Assistance scolaire entre particuliers

Lorsqu’on évoque la notion de « soutien scolaire », on pense aussitôt à l’assistance scolaire particulier. C’est une des formes d’accompagnement les plus répandues pour les élèves avec  des difficultés en classe. Pour cause, le suivi est meilleur et l’approche est efficace. Au Maroc, il n’est guère étonnant que le déploiement en est massif voire frénétique.

Assistance scolaire particulier au Maroc : les modalités

Le soutien scolaire entre particuliers se définit comme une aide personnalisée pour un élève en difficulté. En général, il s’agit de cours tenus à domicile par un professeur qualifié. Les séances sont flexibles et individuelles. Le professeur va aider l’enfant à résorber ses lacunes et à améliorer ses résultats scolaires. Il ne s’agit pas uniquement de transmettre des connaissances. A travers une approche sur mesure, l’enseignant particulier va inculquer à l’enfant de meilleures méthodologies de travail. En se perfectionnant, ce dernier gagnera en confiance et parviendra à être plus autonome.

Les parents recourent à une assistance scolaire particulier pour leur enfant de le cadre des situations suivantes :

  • préparation aux examens de fin de cycle (concours, examens finaux, brevet, baccalauréat)
  • aide aux devoirs : le répétiteur assiste l’élève dans la révision de ses cours et dans ses devoirs
  • cours de langue : il s’agit de cours spécifique à l’apprentissage d’une langue étrangère et de l’arabe
  • coaching scolaire : cette solution consiste à redonner de la motivation à l’enfant pour qu’il soit plus concentré en classe. Elle repose sur une approche psychologique et non d’aides pédagogiques.

Les cours particuliers sont généralement tarifés à l’heure. Les séances hebdomadaires varient d’1 à 3 séances.  C’est selon les besoins de l’enfant et des parents.

Les cours particuliers : une éducation injuste au Maroc

Depuis quelques années, le Royaume enregistre un important engouement pour l’assistance scolaire particulier. Beaucoup d’enseignants s’y investissent et négligent parfois leur poste de professeurs d’école. Les parents sont alors contraints de recourir à cette fore d’accompagnement pour garantir la réussite scolaire de leurs enfants.

En moyenne, les encadreurs particuliers sont payés 100 dh la demi-heure et 6000 dh sur pack d’un trimestre. Ces derniers y voient ainsi une aubaine certaine pour faire fortune rapidement. A Casablanca, on peut voir des enseignants du secteur public rouler dans des voitures de marque. Ils se permettent de fair étalage de leur opulence financière. Les élèves des établissements publics sont obligés de recourir à leurs services pour renforcer leurs acquis dans les matières scientifiques. Ceux des écoles privées doivent passer par des cours de soutien à domicile s’ils veulent être capables d’obtenir le nombre de points requis pour intégrer les Grandes Ecoles.

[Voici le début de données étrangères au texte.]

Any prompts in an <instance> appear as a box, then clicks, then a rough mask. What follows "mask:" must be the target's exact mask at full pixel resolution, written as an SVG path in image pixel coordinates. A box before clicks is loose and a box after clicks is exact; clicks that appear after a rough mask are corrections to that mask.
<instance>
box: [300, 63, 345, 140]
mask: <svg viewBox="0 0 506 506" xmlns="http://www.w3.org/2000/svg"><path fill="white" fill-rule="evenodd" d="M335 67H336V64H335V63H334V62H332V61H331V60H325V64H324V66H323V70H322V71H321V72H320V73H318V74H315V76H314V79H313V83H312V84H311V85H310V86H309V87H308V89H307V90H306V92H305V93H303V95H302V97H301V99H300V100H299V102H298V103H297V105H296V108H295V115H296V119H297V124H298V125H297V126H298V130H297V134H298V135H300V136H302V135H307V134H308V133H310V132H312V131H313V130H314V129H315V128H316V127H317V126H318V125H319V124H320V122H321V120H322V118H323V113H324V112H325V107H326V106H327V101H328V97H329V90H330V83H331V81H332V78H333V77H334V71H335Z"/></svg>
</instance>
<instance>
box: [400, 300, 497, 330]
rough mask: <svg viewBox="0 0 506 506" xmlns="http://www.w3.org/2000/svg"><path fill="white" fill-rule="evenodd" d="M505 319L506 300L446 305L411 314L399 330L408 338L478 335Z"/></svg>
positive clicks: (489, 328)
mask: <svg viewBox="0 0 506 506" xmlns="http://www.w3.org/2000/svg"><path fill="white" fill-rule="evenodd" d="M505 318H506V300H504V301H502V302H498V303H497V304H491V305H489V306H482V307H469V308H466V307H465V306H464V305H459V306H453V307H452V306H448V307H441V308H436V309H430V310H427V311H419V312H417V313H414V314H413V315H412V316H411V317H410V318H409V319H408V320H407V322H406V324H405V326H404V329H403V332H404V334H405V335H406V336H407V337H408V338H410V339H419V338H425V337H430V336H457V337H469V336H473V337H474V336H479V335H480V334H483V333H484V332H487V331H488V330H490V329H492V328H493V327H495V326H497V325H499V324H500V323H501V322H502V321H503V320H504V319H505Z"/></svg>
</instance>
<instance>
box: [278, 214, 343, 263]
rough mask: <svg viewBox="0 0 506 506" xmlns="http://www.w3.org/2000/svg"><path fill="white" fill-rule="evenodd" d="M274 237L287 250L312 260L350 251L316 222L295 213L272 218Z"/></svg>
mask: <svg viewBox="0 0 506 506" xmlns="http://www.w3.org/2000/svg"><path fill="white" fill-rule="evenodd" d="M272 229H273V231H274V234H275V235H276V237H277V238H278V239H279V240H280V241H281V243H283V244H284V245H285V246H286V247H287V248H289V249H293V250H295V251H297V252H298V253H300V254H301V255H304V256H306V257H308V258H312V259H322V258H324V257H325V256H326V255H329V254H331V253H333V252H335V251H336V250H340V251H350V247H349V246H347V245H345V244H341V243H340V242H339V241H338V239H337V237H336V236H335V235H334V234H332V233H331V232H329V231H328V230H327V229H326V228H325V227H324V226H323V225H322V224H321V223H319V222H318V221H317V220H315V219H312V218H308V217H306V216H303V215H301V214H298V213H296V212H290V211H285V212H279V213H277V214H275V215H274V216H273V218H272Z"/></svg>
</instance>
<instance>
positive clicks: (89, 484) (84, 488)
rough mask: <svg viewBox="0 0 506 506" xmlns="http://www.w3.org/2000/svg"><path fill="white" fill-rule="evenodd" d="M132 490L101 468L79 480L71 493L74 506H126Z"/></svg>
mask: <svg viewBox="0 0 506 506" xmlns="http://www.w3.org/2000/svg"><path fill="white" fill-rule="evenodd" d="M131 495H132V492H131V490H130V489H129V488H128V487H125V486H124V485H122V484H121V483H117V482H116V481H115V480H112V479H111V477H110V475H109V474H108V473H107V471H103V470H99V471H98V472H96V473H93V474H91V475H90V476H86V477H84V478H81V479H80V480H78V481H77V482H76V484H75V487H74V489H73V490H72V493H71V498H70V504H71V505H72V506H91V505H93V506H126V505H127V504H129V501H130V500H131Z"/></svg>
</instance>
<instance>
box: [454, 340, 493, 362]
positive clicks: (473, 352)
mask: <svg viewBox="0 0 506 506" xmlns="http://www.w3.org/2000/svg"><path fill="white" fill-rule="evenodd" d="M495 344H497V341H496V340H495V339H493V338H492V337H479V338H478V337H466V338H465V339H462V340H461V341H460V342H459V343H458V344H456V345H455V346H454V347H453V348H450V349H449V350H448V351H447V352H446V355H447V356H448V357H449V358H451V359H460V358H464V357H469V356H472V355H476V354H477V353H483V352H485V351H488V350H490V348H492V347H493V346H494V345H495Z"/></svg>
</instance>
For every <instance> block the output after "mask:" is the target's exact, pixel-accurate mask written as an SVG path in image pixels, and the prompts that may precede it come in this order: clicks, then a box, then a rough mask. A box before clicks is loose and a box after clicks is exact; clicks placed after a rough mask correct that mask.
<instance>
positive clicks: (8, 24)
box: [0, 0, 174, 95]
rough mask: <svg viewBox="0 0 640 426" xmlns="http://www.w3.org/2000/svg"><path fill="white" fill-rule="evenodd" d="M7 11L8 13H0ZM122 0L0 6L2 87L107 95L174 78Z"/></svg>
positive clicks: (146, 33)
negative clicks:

Cependant, beaucoup de professeurs particuliers exercent dans un cadre informel. Ce secteur de l’éducation est totalement hors de contrôle. Pour preuve, il n’existe aucune norme de tarification concernant ce type d’accompagnement scolaire. En moyenne, c’est 100 dh les 30 minutes. Mais les particuliers les plus demandés n’hésitent pas à imposer le double. Et le comble est que ces derniers trouvent toujours des clients. Le revers de ce marché florissant au Maroc est que les enseignants ont délaissé leur poste de fonctionnaire de l’Education Nationale au profit de cette bonne fortune. Un professeur qui se consacre pleinement à ses cours particuliers peut encaisser au moins 65000 dh le mois. On constate aussi que souvent, certains professeurs feignent d’enseigner au sein des écoles privées et publiques. Ils ne s’appliquent que lorsqu’ils prodiguent leurs cours de soutien. Dès lors, on assiste à une éducation injuste et inégalitaire au Maroc (selon un rapport de la Banque Mondiale en 2017).